Все же, наверное, если и дышит что-то, то в центре. Уж точно, что не на этом пустыре. Дождавшись наконец пустого трамвая, я долго и грустно тащился в нем вдоль глухих бетонных производственных стен. Детская больница из старинного кирпича. Старообрядческий мост. Обрыв узкой мутной Волковки — причем это обрывается кладбище! Странно, что гробы не торчат. А вот — солидная главная стена, украшенная урнами с накинутыми каменными покрывалами. Мечта любого покойника. Не только родичи Ленина, включая мать его, но и сам Блок тут лежит на Литераторских мостках и другие гении. Но мне еще рано туда. Да и не положат. Надо же, куда меня занесло! И как я теперь отсюда выберусь? Да никак! Природа прорывалась лишь кладбищами — если деревья, значит, оно! Так же оживляли пейзаж здания больниц с закрашенными белым окнами — и больше, увы, ничего. Радоваться больницам и кладбищам? Небогато, увы! А ты сделай что-то из этого! В Палермо и Сорренто может и дурак! Правильно, что моя жизнь затонула, а то так бы и плескалась — на виду, но на мелком месте. А так, глядишь, все и образуется. Все нормально. Я сдал книжечку смешных рассказов в «Детгиз», там были горестно-смешные впечатления моего детства. Тот же злосчастный рукав пальто, который загорелся, когда я хотел наладить «контакт с массами» и попытался курить. Воспоминания о телефоне-автомате, которые были тогда. Однажды из него высыпалась горсть монет, и я, честный мальчик, не знал, что делать с ними. И, советуясь с людьми, которые были для меня авторитетом, все монеты прозвонил — так что нести на телефонную станцию, как я честно решил в конце, было уже нечего. Были воспоминания о двух атлантах, подпирающих балкон на Саперном переулке. Один из атлантов был в ботинках, а другой почему-то без, и этой странной разницей я пытался рассмешить ребят. А что здесь? И здесь можно найти твое — главное, ты сам себя не забудь! Замерзнув, но как-то собравшись с духом, бодро сопя, двигался обратно.

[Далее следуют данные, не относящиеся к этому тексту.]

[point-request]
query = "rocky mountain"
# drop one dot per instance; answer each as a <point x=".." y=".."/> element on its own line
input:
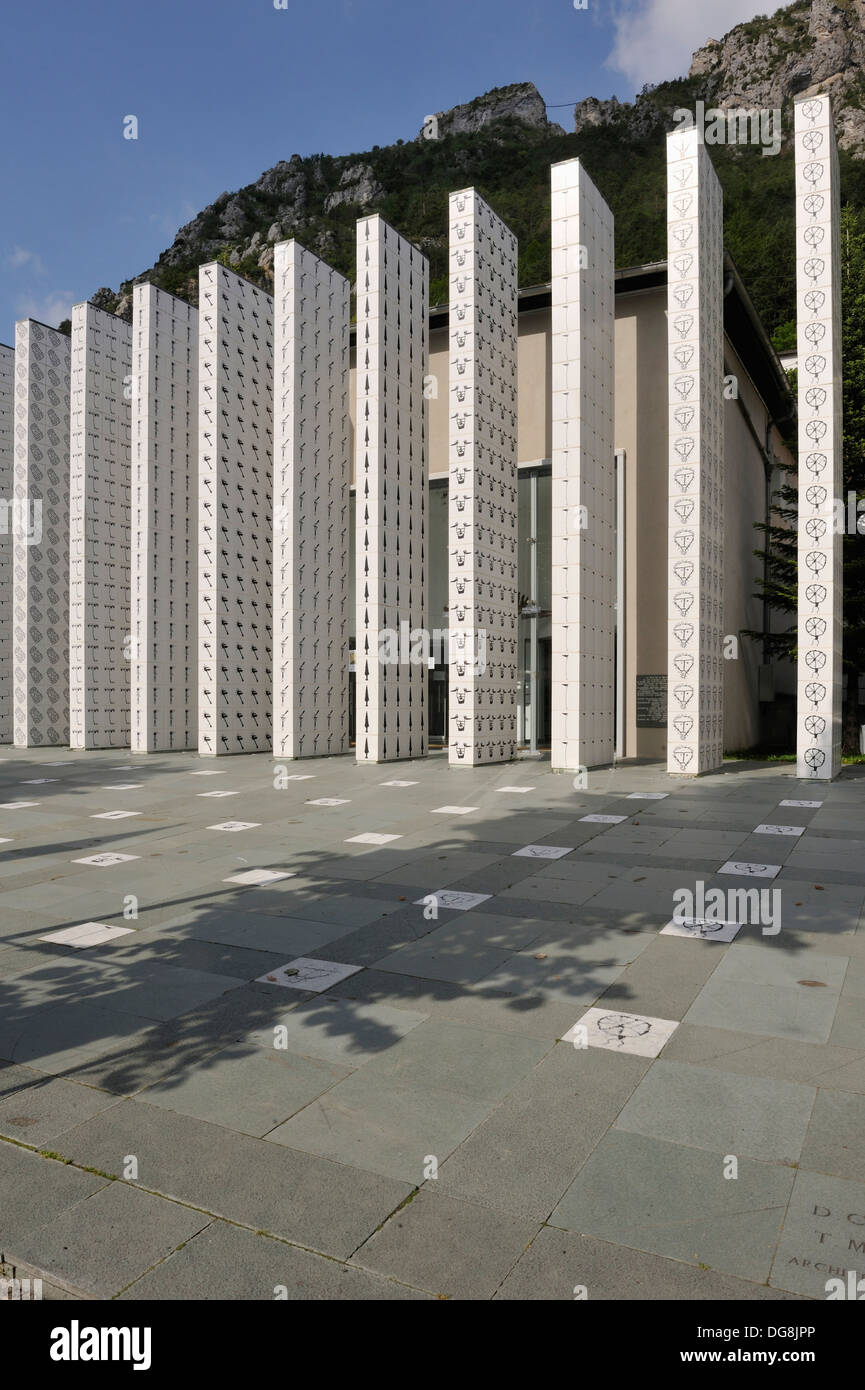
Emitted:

Помню, ехал через широкий длинный мост. Под ним сверкало бескрайнее море рельсов. Отсюда было километров пять до Московского вокзала, и тут товарные поезда рассортировывали, распихивали по степени важности на второй путь или на двадцатый. На краю рельсов, почти у горизонта, стояла белая двухэтажная будка с железным балконом, и из нее гулко доносилось: «Тридцать седьмой бис на четвертый путь! Двенадцатый литерный на резервный путь!» Ну и что радостного в этом царстве железа? Я с тоской глядел из окна автобуса за край моста.
Под этот край как раз с грохотом уходил длинный состав с красивым, золотистым сосновым лесом — на каждой платформе он лежал высокой горкой. Один вагон со стуком исчез, второй... десятый... тридцатый... последний! Увозят за границу наш лес!

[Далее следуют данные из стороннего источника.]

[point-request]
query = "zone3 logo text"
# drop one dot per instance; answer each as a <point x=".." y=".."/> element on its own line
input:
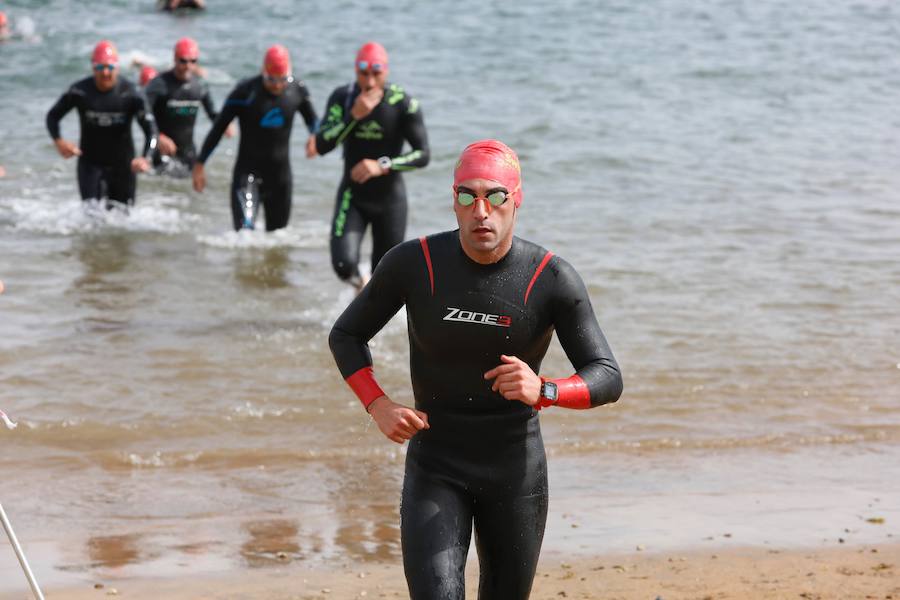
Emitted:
<point x="468" y="316"/>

И только я успел это подумать — как из-под того же края моста выскочил встречный поезд, точно с такими же бревнами на длинных платформах!
Я радостно захохотал. Мои любимые сюжеты не исчезли, нашли меня. Или я их?
А утром, еще в темноте, хлопали двери, и я со всеми стоял на углу, с отчаянием ожидая автобуса, чтобы добраться — всего лишь! — до железнодорожной станции и оттуда — на электричке — до окраины города. Работал я в таком же неуютном месте, но расположенном далеко — их, оказывается, гораздо больше, чем обжитых. Лета почему-то не помню — сплошной ноябрь. Все стоят, повернувшись спиной к ветру и снегу, с белыми горбами на спине. Время от времени самый смелый — или самый отчаявшийся, — крутнувшись, поворачивался к ветру и кидал взгляд туда, откуда, тускло посвечивая, мог появиться «домик на колесах». И если ничего не светило там вдали — это было ужасно! Видно было далеко, до самого горизонта, и если ничего нет, значит, долго еще не будет.
И снова стой спиной к снегу, наращивай горб. Потом, потеряв терпение, обернись — ну сейчас-то уж должно что-то появиться?! Ничего.
Кто сказал, что о тебе кто-то заботится? Чушь!
Ветер и снег о тебе заботятся — больше никто.